The most important aspect of the CNN debate was in highlighting the divide between the hawks and the doves among presidential aspirants.  It is of compelling interest that the tough doves, not the hawks, dominate the campaign. (And Rand Paul arguably remains, as he was called by Time Magazine, “the most interesting man in politics.”)

As I earlier this year wrote in a column for Pravda.ru, “Peace Has Tusks“:

There is an elephant in the room of American politics.  She is almost invisible, rarely reported in the media.  She represents an existential political threat to Hillary Clinton, the premier Democratic presidential candidate. 

What is this invisible elephant?  It is the fact that the most dovish of the candidates, for the past two election cycles, won the American presidency.  In 2008, the improbable Barack Obama, who had served merely two undistinguished years in the United States Senate, ran on a platform that was vague but for a clear commitment to nudge America back to a peacetime footing.

Obama, famously, won.  He beat the far-better known, far-more-lavishly-funded, far-more-experienced – yet hawkish – Sen.
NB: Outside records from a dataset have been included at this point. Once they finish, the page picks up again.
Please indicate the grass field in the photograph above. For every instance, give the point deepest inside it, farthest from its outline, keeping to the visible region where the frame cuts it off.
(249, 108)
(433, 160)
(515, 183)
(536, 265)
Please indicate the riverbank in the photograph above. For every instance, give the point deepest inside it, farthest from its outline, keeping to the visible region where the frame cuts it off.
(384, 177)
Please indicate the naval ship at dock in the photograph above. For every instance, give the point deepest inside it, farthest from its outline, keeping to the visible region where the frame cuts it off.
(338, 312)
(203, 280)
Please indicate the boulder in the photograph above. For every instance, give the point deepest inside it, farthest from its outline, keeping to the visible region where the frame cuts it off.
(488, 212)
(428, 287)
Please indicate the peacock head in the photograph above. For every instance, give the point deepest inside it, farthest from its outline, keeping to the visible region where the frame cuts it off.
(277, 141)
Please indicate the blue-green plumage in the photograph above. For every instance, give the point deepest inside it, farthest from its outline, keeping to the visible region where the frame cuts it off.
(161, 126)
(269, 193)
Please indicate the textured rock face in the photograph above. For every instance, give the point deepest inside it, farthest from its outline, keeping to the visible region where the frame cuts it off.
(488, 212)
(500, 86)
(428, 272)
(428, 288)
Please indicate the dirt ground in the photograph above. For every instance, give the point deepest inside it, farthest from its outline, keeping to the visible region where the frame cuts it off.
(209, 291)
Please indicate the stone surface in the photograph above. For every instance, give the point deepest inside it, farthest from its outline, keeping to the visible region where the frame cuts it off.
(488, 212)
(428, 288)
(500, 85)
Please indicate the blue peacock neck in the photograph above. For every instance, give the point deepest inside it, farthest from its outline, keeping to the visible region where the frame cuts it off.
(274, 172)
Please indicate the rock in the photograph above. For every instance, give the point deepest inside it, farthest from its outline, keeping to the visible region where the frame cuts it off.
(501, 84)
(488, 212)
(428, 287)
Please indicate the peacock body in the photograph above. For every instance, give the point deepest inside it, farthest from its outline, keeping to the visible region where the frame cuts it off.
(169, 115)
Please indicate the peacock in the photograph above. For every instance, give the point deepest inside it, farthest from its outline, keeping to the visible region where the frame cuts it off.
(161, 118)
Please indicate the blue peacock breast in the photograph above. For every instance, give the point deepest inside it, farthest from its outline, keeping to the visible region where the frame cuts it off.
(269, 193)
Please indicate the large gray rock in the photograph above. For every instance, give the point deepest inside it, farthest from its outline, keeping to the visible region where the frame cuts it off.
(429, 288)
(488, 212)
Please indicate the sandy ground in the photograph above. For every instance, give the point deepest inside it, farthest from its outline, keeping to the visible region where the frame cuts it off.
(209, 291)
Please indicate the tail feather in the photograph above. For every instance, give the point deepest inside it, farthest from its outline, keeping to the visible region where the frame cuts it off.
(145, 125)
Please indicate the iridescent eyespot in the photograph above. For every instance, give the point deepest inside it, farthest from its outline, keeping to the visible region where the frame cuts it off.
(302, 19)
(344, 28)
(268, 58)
Hillary Rodham Clinton.

[…]

Then, the dovish Obama went on to beat the very hawkish Republican nominee, Sen. John McCain. It was likely that it was McCain’s martial disposition that sank the McCain campaign.

[…]

The Peace Factor, the invisible elephant in the room, mostly is ignored in the press. (This oversight is due to insular, not sinister, reasons. Most reporters are busy listening to one other rather than keeping their eyes open and ear to the ground.  Human nature.) Still, even though almost invisible, peace is powerful.

Hawk vs. Dove recurrently is, as it should be, a very big deal in American presidential politics.  “So let there be no doubt:  The tide of war is receding.” Expect America’s voters to lean toward peace in preference to war, toward butter in preference to guns, and for peace to play a major, if almost invisible, role in Election 2016.

The political elephant of peace may be nearly invisible. Yet she is not without tusks.  Welcome to American politics.

CNN did a great thing by highlighting the distinctions between the candidates: tough doves, hawks, and one partridge. Polling strongly indicates that the GOP voters are embracing the Reaganite tough doves in preference to W-ite belligerent hawks … or mixed up partridge.

On the Tenth Day Before Christmas The CNN Debate Gave To Me: 5 Fighting Hawks, 3 Tough Doves, and a Partridge In A Pear Tree.

Ralph Benko, internationally published weekly columnist, co-author of The 21st Century Gold Standard, lead co-editor of the Gerald Malsbary translation from Latin to English of Copernicus’s Essay on Money, is American Principles Project’s Senior Advisor, Economics.